Naquela época, sequer se cogitava de qualquer legislação que protegesse a integridade física e mental dos operários, não importava de que sexo, que eram tratados pior do que animais de carga ou do que as máquinas das indústrias. As jornadas de trabalho estendiam-se, não raro, por 16 horas ou mais, sem férias, repouso remunerado ou qualquer outra espécie de proteção.
Havia casos de trabalhadores que eram forçados a dormir nas próprias fábricas, ao lado de tornos ou teares, para cumprir metas de produção estabelecidas pelos patrões, geralmente exageradas e abusivas. Teoricamente “livres”, os operários de fins do século XIX eram tratados pior do que os escravos. E todos achavam esse procedimento “normal”.
Nesse contexto, de abuso e de exploração, as mulheres eram duplamente injustiçadas. Além de cumprirem as mesmas e estafantes jornadas de seus colegas masculinos – o que lhes minava a saúde e roubava anos e anos de vida – ainda recebiam salários irrisórios, ínfimos, ridículos, que correspondiam à metade dos que eram pagos aos companheiros homens que exerciam as mesmas funções.

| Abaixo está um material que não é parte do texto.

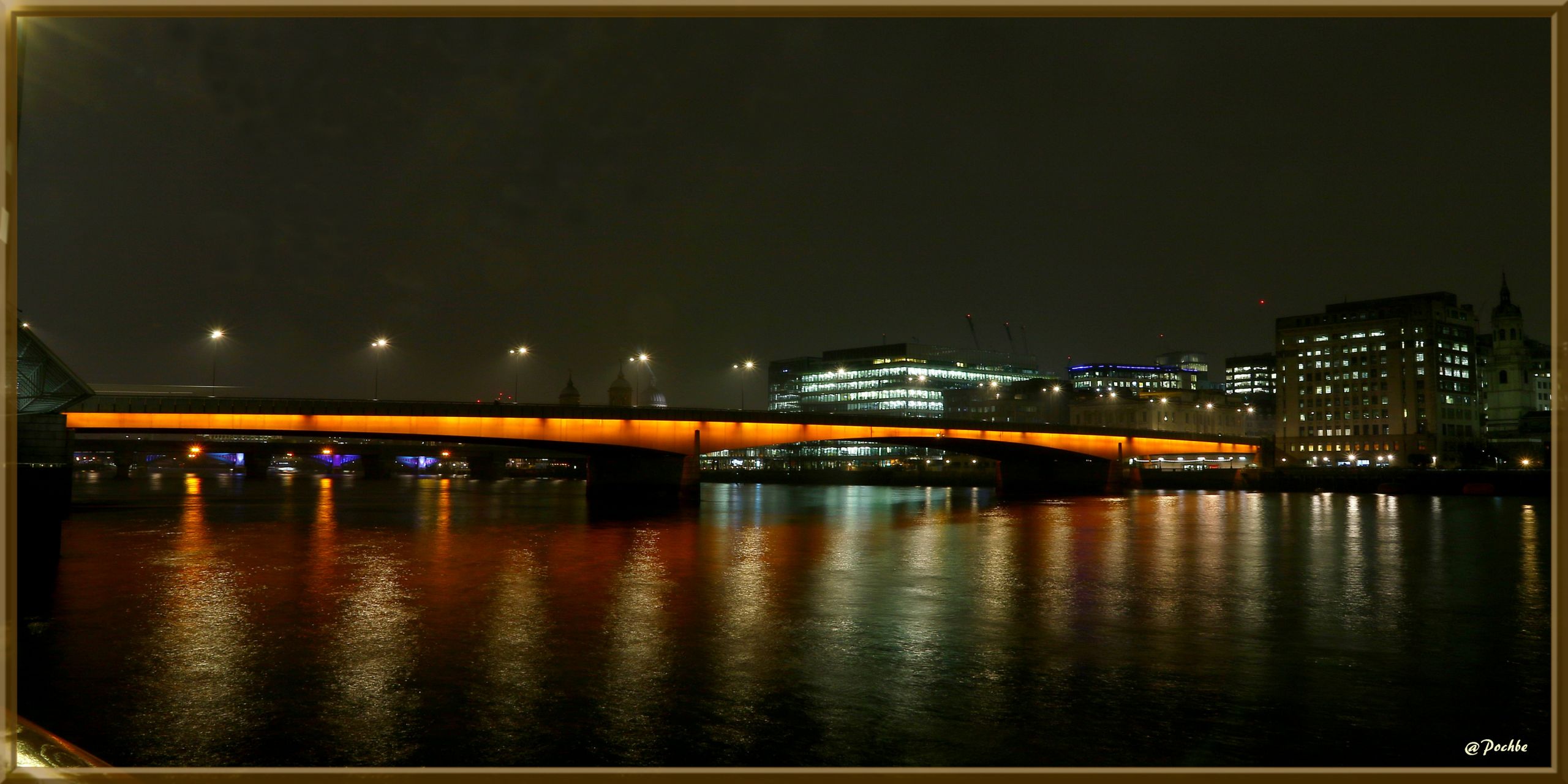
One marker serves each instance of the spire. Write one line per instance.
(1506, 308)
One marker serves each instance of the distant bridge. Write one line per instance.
(645, 449)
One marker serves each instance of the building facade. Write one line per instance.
(1250, 375)
(1137, 379)
(1517, 374)
(1039, 401)
(888, 380)
(899, 380)
(1379, 377)
(1210, 413)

Quando as corajosas e desesperadas participantes da manifestação de protesto de Nova York, nesse fatídico 8 de março de 1857, voltaram à tecelagem, para avaliar o resultado político do seu ato público, foram criminosamente punidas. Não com suspensão, desconto de salários ou demissão sumária, o que já seria inominável abuso. Sua punição, no entanto, foi muito, muitíssimo pior. As ousadas trabalhadoras pagaram com a vida pelo “atrevimento” de reivindicar direitos.
A fábrica em questão foi, conforme se comprovou posteriormente, intencionalmente incendiada, a mando dos patrões, com as operárias rebeldes no seu interior. As chances de escapar com vida eram mínimas, quase nulas. Poucas tiveram essa felicidade. Tratou-se, logicamente, de episódio de grande repercussão, que Hollywood, inclusive, transformou em filme de grande sucesso de bilheteria.

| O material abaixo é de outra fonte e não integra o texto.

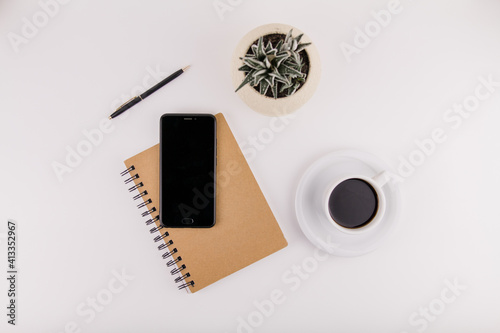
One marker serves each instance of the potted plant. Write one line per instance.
(275, 69)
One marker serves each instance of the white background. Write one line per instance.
(73, 234)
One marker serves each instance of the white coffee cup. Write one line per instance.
(377, 183)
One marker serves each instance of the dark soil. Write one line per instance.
(275, 38)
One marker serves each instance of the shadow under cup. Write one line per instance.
(353, 203)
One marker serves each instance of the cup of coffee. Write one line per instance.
(356, 203)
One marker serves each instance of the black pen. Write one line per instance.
(134, 100)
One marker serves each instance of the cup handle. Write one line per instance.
(382, 178)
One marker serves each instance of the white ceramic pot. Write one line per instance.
(268, 105)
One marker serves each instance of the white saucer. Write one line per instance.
(318, 227)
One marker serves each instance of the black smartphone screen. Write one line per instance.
(187, 170)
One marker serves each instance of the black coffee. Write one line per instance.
(353, 203)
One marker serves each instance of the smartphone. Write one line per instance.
(188, 159)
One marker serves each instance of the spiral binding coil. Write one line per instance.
(169, 254)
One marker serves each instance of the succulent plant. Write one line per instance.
(275, 67)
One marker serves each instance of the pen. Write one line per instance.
(134, 100)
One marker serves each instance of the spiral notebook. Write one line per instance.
(245, 230)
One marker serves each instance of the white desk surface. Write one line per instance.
(75, 235)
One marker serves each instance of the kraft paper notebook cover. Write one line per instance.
(245, 230)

Resultado dessa sinistra e covarde revanche patronal: 139 trabalhadoras mortas, carbonizadas, sacrificadas somente por não se conformarem com a desumana exploração de que eram vítimas! Foi em homenagem a essas heróicas mártires que a Conferência Internacional das Mulheres Socialistas, realizada em Copenhague, em 1910, por proposta da ativista Clara Zelkin, instituiu o 8 de março de cada ano como o Dia Internacional da Mulher.
Quando esse fato ocorreu, Machado de Assis estava com dezessete anos de idade, a meses de completar dezoito. Não creio que tenha tomado conhecimento dessa trágica notícia, embora fosse, desde moço, pessoa muito bem informada. Tenho minhas dúvidas até se algum jornal brasileiro veiculou a informação. Intuo que não. O interesse de Machado de Assis pelas mulheres (e não me refiro ao natural e instintivo que nós, homens, temos por elas, mas o que se refere, sobretudo, ao seu papel social e profissional), portanto, não teve nada a ver com qualquer tipo de doutrinação, de influência externa, de propaganda de eventual organização feminista (que, aliás, nem existia no Brasil, país que ainda hoje é sumamente machista, imaginem como era no século XIX!!). Foi intuitivo, lógico, humano e racional, contrariando, inclusive, a patuléia ignara e chocando, por conseqüência, os descerebrados, incapazes de pensar por si próprios que se escandalizam com o que fuja à sua compreensão.